No resulta, pues, admisible la justificación ofrecida por la Sala de lo Contencioso para modificar su decisión. La opción de la interesada por otro puesto no implica una imposibilidad material ni jurídica para la ejecución del fallo que es a lo que se refieren los arts. 107 L.J.C.A., y 18.2 L.O.P.J. para permitir una indemnización sustitutoria de la ejecución en los propios términos del fallo, sino simplemente la conveniencia de la beneficiaria. La sustitución de la obligación, cuyo cumplimiento había ya dispuesto al Ayuntamiento ahora actor, consistente en la asignación temporal de la plaza a la interesada, por una indemnización de los daños y perjuicios causados como consecuencia del lucro cesante debido a la no posesión en su momento, supone pues una clara alteración de los términos de la resolución no justificada por una situación de imposibilidad legal o material sobrevenida y excepcional.

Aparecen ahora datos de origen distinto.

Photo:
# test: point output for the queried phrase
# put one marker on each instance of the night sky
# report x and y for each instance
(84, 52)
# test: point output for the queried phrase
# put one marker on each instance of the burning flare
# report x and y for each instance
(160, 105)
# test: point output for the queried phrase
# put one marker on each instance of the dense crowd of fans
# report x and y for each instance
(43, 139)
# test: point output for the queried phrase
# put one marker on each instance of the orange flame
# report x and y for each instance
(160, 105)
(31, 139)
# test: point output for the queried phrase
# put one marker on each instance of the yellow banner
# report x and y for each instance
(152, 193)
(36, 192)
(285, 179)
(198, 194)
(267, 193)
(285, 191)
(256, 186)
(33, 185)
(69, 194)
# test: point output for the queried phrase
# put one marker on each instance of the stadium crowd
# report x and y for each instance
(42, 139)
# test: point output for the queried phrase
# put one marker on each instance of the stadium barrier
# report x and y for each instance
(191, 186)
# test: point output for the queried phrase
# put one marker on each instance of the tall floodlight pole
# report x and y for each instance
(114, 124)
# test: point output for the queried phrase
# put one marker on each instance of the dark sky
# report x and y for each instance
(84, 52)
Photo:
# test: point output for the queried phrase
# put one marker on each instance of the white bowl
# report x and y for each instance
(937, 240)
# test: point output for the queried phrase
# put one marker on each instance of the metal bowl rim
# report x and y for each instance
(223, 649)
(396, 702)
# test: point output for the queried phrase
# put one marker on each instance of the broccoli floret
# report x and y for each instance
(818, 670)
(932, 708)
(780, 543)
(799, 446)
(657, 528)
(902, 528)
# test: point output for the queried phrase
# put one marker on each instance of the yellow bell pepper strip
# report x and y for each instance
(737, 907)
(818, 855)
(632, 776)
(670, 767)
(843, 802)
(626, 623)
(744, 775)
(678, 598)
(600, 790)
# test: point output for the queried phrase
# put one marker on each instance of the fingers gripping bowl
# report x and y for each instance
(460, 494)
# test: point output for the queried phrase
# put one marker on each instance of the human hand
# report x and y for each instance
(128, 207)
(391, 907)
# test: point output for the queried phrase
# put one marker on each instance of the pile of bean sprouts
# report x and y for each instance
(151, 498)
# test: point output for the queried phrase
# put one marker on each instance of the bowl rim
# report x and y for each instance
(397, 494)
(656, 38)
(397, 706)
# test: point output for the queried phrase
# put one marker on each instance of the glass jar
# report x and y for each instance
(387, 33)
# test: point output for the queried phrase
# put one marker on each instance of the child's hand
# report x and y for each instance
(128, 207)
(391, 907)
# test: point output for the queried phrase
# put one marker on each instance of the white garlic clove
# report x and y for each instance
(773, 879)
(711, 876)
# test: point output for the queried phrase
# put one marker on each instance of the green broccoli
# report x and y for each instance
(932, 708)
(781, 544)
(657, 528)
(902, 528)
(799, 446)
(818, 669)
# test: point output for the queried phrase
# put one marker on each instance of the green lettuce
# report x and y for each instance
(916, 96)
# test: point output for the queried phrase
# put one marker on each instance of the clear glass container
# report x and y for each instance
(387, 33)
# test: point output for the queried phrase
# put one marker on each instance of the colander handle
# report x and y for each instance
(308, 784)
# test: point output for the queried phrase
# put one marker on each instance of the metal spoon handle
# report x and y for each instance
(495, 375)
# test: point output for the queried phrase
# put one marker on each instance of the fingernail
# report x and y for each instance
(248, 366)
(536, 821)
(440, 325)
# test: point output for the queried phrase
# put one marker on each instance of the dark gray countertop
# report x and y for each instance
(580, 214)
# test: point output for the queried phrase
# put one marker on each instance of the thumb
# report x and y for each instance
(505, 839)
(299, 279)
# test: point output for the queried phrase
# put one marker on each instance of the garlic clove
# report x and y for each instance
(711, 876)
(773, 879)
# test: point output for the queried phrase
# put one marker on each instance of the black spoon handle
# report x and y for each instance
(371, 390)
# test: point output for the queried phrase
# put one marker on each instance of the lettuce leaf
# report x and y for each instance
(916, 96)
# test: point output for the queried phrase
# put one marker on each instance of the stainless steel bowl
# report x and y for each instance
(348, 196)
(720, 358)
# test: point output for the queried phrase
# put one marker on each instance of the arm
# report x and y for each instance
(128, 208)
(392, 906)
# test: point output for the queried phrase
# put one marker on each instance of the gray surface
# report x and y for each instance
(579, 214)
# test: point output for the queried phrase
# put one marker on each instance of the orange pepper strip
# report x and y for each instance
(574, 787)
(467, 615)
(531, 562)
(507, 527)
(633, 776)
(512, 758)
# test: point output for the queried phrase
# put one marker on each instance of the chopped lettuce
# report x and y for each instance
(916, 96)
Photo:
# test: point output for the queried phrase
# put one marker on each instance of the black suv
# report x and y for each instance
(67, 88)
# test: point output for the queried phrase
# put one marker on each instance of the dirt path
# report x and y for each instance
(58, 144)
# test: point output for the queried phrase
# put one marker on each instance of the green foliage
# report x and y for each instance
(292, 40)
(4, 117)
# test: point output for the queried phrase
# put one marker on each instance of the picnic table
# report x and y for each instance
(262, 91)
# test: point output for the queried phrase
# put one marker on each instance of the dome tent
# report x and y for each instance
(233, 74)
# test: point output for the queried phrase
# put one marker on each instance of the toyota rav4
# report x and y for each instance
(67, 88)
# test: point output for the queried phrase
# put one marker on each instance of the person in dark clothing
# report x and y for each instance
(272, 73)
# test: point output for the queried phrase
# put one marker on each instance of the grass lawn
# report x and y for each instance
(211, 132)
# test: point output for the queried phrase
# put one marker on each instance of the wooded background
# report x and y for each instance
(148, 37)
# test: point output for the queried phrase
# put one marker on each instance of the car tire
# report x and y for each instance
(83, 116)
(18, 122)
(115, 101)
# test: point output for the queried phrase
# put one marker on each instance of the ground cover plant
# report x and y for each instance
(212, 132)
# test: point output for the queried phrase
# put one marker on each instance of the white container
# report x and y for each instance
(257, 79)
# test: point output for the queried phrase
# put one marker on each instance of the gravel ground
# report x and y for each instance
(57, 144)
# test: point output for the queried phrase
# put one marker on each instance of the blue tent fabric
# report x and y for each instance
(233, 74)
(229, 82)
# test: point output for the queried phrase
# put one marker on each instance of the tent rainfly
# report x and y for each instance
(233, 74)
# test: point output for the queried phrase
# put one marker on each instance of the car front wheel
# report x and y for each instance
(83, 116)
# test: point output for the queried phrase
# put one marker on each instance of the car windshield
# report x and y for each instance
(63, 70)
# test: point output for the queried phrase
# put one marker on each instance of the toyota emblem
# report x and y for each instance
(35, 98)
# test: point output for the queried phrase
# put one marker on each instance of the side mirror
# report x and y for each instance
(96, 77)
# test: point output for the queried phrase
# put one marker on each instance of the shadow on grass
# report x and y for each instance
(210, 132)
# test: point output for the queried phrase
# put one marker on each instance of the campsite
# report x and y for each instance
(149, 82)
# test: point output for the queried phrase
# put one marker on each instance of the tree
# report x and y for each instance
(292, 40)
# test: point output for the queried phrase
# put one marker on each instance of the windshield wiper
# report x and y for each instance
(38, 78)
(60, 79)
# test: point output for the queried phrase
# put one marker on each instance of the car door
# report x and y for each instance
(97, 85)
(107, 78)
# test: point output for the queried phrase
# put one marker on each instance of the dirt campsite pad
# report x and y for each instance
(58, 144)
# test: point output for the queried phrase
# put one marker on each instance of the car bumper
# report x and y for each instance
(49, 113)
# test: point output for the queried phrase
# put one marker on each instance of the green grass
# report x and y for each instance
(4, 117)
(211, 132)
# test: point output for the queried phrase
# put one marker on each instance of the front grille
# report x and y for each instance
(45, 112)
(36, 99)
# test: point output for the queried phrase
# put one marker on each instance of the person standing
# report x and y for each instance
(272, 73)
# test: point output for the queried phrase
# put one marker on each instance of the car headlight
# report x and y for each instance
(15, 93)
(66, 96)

A falta, pues, de un motivo legal o de unas circunstancias excepcionales que justificaran la sustitución del mandato de ocupar la plaza por la indemnización acordada ésta supone una modificación de los términos del fallo y, en consecuencia, una vulneración del derecho del Ayuntamiento a que aquél fuera cumplido en sus propios términos, lo que determina la estimación de este recurso y el otorgamiento del amparo solicitado.

FALLO

En atención a todo lo expuesto, el Tribunal Constitucional, POR LA AUTORIDAD QUE LE CONFIERE LA CONSTITUCION DE LA NACION ESPAÑOLA,

Ha decidido

1. Reconocer el derecho del Ayuntamiento de Montijo a la tutela judicial efectiva sin indefensión, y a que, por tanto la ejecución de la Sentencia de la Sala de lo Contencioso-Administrativo del Tribunal Superior de Justicia de Extremadura de 18 de julio de 1990, pronunciada en el recurso contencioso-administrativo núm. 368/89, tenga lugar en sus propios términos.

2. Restablecer a la Corporación recurrente en la integridad de su derecho, y para ello declarar la nulidad de los Autos de la referida Sala, de 6 de noviembre de 1991 y de 28 de noviembre de 1991, dictados en incidente de ejecución.

Publíquese esta Sentencia en el «Boletín Oficial del Estado».

Dada en Madrid, a dieciocho de julio de mil novecientos noventa y cuatro.